To memorize a sequence, one must serially bind each item to its rank order. How the brain controls a given input to bind its associated order in sequence working memory (SWM) remains unexplored. Here, we investigated the neural representations underlying SWM control using electrophysiological recordings in the frontal cortex of macaque monkeys performing forward and backward SWM tasks. Separate and generalizable low-dimensional subspaces for sensory and memory information were found within the same frontal circuitry, and SWM control was reflected in these neural subspaces’ organized dynamics. Each item at each rank was sequentially entered into a common sensory subspace and, depending on forward or backward task requirement, flexibly and timely sent into rank-selective SWM subspaces.
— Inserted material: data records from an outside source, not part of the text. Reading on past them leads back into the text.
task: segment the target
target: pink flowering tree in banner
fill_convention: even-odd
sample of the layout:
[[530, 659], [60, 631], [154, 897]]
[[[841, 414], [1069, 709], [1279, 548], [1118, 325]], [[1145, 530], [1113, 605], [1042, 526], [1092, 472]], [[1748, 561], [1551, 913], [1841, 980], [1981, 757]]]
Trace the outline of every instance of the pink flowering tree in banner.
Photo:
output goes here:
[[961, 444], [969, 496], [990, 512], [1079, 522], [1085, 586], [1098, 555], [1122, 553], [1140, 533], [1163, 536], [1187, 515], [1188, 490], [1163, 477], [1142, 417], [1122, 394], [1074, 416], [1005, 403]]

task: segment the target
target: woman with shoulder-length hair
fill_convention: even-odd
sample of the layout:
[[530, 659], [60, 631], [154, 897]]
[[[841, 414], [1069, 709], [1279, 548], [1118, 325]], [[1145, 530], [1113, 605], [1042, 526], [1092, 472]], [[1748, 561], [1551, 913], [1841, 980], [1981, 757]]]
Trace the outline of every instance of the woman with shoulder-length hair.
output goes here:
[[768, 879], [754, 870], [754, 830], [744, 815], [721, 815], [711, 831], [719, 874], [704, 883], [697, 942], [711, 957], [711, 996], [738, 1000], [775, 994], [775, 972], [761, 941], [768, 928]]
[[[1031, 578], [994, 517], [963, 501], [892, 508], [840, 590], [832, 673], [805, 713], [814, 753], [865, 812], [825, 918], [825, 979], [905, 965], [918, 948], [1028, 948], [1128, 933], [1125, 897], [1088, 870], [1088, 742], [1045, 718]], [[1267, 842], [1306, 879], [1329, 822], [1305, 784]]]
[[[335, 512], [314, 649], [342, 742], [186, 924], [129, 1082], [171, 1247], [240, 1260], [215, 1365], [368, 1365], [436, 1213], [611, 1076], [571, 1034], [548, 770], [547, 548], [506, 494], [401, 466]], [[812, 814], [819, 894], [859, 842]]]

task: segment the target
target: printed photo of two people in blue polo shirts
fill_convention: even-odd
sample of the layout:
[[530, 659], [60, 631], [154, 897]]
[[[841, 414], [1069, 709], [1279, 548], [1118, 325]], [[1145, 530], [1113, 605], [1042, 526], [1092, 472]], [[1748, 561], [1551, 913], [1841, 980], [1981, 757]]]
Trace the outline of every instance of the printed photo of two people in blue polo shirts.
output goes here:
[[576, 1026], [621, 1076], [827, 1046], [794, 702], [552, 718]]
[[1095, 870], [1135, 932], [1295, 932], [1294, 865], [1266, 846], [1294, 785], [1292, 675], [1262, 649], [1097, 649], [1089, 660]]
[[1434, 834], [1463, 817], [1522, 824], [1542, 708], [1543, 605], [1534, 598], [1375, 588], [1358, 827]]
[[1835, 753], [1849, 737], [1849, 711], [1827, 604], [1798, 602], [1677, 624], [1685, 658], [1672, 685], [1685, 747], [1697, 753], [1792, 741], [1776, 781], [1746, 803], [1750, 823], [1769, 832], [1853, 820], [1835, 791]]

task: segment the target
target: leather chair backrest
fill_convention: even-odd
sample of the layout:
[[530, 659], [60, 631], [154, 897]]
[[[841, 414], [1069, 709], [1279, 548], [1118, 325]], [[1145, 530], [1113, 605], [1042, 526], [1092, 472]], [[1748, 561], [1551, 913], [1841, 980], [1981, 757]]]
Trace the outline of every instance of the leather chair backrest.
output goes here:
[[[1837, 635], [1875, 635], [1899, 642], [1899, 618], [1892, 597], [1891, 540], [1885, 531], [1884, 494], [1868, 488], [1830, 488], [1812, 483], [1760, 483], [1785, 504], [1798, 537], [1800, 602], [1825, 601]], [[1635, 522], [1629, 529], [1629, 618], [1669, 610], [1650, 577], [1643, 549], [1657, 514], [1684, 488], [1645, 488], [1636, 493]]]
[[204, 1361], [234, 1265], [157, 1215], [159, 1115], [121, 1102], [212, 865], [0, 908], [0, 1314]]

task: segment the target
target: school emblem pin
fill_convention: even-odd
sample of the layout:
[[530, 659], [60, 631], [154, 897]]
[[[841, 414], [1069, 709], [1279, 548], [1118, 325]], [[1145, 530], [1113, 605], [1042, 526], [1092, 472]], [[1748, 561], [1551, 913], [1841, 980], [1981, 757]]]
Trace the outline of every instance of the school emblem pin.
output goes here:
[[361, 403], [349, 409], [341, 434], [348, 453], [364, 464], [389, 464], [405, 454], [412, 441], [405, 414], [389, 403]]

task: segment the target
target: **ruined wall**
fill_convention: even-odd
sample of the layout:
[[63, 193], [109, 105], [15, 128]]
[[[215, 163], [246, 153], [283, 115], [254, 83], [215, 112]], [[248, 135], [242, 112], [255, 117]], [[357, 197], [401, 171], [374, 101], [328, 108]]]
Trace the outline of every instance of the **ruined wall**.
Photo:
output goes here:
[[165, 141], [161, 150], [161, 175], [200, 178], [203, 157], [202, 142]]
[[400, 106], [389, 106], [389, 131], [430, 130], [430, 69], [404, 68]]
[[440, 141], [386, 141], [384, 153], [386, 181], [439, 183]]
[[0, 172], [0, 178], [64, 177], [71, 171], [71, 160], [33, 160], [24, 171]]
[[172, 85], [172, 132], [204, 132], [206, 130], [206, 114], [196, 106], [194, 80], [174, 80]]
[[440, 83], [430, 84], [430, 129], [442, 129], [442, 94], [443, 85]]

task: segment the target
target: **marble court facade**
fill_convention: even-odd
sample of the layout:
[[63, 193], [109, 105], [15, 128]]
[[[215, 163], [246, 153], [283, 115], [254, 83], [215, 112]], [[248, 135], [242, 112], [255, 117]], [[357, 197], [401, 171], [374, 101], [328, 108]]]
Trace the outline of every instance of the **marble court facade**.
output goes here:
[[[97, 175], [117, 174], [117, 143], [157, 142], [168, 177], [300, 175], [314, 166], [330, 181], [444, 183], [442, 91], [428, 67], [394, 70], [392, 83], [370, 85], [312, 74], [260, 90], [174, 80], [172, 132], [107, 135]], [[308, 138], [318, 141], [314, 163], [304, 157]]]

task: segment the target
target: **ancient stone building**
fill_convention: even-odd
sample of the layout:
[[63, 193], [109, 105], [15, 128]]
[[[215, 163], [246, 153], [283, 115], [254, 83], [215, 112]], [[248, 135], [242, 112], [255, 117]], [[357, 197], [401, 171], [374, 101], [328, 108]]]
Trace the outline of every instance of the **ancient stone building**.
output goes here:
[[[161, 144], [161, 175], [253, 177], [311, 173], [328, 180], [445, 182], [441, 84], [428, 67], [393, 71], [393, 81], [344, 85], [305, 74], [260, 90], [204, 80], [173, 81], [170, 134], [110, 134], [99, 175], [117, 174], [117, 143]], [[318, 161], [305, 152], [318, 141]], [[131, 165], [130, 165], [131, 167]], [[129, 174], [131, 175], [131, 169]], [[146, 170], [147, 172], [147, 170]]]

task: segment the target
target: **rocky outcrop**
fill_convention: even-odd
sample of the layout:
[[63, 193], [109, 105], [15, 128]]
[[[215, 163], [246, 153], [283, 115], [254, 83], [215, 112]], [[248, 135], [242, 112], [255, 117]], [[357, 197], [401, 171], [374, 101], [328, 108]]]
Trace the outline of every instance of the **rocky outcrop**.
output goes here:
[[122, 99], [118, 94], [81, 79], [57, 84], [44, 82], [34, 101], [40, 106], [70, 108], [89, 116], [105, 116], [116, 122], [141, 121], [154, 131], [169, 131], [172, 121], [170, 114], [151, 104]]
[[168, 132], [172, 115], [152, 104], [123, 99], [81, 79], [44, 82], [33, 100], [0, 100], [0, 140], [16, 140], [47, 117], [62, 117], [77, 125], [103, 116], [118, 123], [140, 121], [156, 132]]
Neural activity in these SWM subspaces faithfully predicted the recalled item and order information in single error trials. Thus, compositional neural population codes with well-orchestrated dynamics in frontal cortex support the flexible control of SWM.

中文翻译：

---

灵活控制猕猴额叶皮层中的序列工作记忆


要记住序列，必须将每个项目按顺序绑定到其等级顺序。大脑如何控制给定的输入以在序列工作记忆 （SWM） 中绑定其相关顺序仍未得到探索。在这里，我们使用执行前向和后向 SWM 任务的猕猴额叶皮层中的电生理记录研究了 SWM 控制背后的神经表示。在相同的额叶电路中发现了用于感觉和记忆信息的独立且可推广的低维子空间，并且 SWM 控制反映在这些神经子空间的组织动力学中。每个等级的每个项目都按顺序输入到一个共同的感觉子空间，并根据向前或向后的任务要求，灵活及时地发送到等级选择性的 SWM 子空间。这些 SWM 子空间中的神经活动忠实地预测了单错误试验中召回的项目和顺序信息。因此，额叶皮层中具有精心编排的动力学的组合神经种群代码支持 SWM 的灵活控制。